Tell me more about what it means to be a strategic partner.
We don't just represent a client's product to a given set of retailers. We drill deep into the business environment to establish a complete understanding of the client’s market. We uncover challenges, continuously evaluate progress, and closely track results. And our technology automatically alerts us of any deviation in a client’s ability to achieve pre-established goals. We make sure that failure is not an option.
How have you leveraged data analytics to better serve your customers?
Our customers have all the data — they just have such a massive amount of it that it becomes difficult and expensive for them to filter it, store it, and turn it into something meaningful. That’s where we come in. We understand the marketplace and demographics, and we help our clients formulate a strategy by efficiently using their data, which we revisit quarterly to ensure we’re achieving their results. For example, our team runs incentive programs for a large automotive manufacturer. We develop the strategy behind the programs and then design and execute them. We build the website, monitor hits, and do outbound sales calls to make sure all of our customers are doing the right things and hitting their targets. If anyone is falling behind, we alert our team, who follows up with the customer. We make sure everyone is marching in the right direction together, and that’s how we get our record numbers.
How do you make data consumable and actionable for your clients?
This means different things for different clients. We might work with the financial and insurance team to ensure they’re selling the right extended service contracts on the right vehicles to the right number of people. We might meet with the general manager and salespeople to talk about driving behaviors and how to tee up customers. Or we might talk to the service department about opportunities there.

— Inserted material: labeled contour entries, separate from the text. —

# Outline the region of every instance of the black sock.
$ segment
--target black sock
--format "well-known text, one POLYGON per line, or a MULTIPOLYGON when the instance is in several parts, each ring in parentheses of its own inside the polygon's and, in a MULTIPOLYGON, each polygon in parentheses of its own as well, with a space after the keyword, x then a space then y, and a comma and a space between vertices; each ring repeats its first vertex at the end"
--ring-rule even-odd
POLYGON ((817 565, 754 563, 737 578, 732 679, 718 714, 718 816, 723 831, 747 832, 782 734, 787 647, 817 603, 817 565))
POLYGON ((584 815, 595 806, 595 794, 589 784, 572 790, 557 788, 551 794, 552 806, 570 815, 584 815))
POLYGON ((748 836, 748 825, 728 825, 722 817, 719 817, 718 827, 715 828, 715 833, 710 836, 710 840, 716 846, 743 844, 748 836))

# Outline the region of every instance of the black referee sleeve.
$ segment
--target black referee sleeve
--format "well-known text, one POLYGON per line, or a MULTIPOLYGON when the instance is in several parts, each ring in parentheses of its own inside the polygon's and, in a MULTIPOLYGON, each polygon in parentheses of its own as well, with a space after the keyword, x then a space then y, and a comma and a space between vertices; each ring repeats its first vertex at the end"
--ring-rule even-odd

In Michigan, for example, the roads are terrible. Dealers are selling a lot of tire and wheel programs; this saves their customers a lot of heartache. We home in on what drives the customer and customer behavior and develop different programs to help them out.
Any final thoughts you’d like to share?
We just had a yearlong competition between us and one of the biggest financial services companies in the nation. They’ve been in the finance business for decades and, as a Tier One supplier, we've provided a field salesforce focused on financial products for 26 years. It seemed like a pretty fair matchup. We went head-to-head in 28 categories based on revenue and products. Our competition was very confident and thought it was a joke — we even saw emails where they said, “This should be fun to watch.” The result: we annihilated them — so much so that the client called off the competition before it was over. And it wasn’t because we had more people or better people. (In fact, we had fewer people.) It was because they were running blind, and we knew exactly where we were going and how we were going to get there. If that’s not strategy, I don’t know what is.